Dans les sports d'opposition directe, et surtout en tennis de table, être gaucher constitue un avantage. Explications.
Dans la société, la proportion de gauchers oscille entre 1 sur 10. Or cette proportion est légèrement supérieure dans le sport. Ainsi, on recense actuellement, 30% de gauchers dans l'élite du tennis de table et jusqu'à 50% en escrime. En tennis aussi, quelques-uns des meilleurs joueurs de l'histoire appartiennent aussi à cette grande famille (*). A commencer par le meilleur d'entre eux aujourd'hui, un certain Rafael Nadal. Sur le sujet, deux hypothèses se rejoignent: l'une très savante et l'autre dictée par le simple bon sens. Commençons par la savante et rappelons qu'entre le corps et le cerveau, les commandes sont inversées. L'hémisphère gauche du cerveau commande le côté droit du corps et vice versa. Les deux faisceaux de fibres en provenance de la masse cérébrale se croisent effectivement à la base du cerveau pour constituer la moelle épinière. On sait par ailleurs que les tâches cognitives se répartissent elles aussi de manière très différente entre cerveau gauche et cerveau droit. De façon schématique, on attribue à l'hémisphère gauche la fonction du langage tandis que l'hémisphère droit excelle dans des épreuves qui font appel à la discrimination visuelle, à l'évaluation des distances et à la construction dans l'espace de différentes formes à deux ou trois dimensions. L'avantage du tennisman gaucher serait alors de traiter l'information et la commande du geste au sein du même hémisphère, le droit en l'occurrence, alors que le droitier devrait d'abord utiliser son cerveau droit (prise de repères) pour basculer ensuite l'information à gauche (commande du geste) ce qui lui ferait perdre à chaque fois entre 1 et 3 centièmes de seconde.

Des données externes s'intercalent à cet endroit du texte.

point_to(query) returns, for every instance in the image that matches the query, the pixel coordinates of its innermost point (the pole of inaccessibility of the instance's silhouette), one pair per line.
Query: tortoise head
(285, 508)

Jolie démonstration. Mais l'autre explication -la plus simple- s'avère aussi probante. La sur représentation des gauchers parmi l'élite résulte sans doute aussi du fait qu'ils jouent plus souvent contre des droitiers, qui sont en majorité. Les droitiers, eux, rencontrent forcément moins souvent des gauchers. Résultat: quand ils se rencontrent, les droitiers n'ont pas l'habitude de jouer contre des gauchers, et sont donc défavorisés. Ce qu'a très bien compris Roger Federer. A l'approche des grandes confrontations contre Nadal en 2007, il avait choisi comme partenaire d'entraînement, le jeune Jonathan Eysseric dont la principale caractéristique est d'être gaucher, précisément!
Gilles Goetghebuer, journaliste santé
16/12/2008
(*) Voici les noms de quelques-uns des tennismen gauchers les plus célèbres: Jimmy Connors, Patrice Dominguez, Guy Forget, Goran Ivanisevic, Petr Korda, Rod Laver, Henri Leconte, John McEnroe, Thomas Muster, Greg Rusedski, Roscoe Tanner, Guillermo Vilas.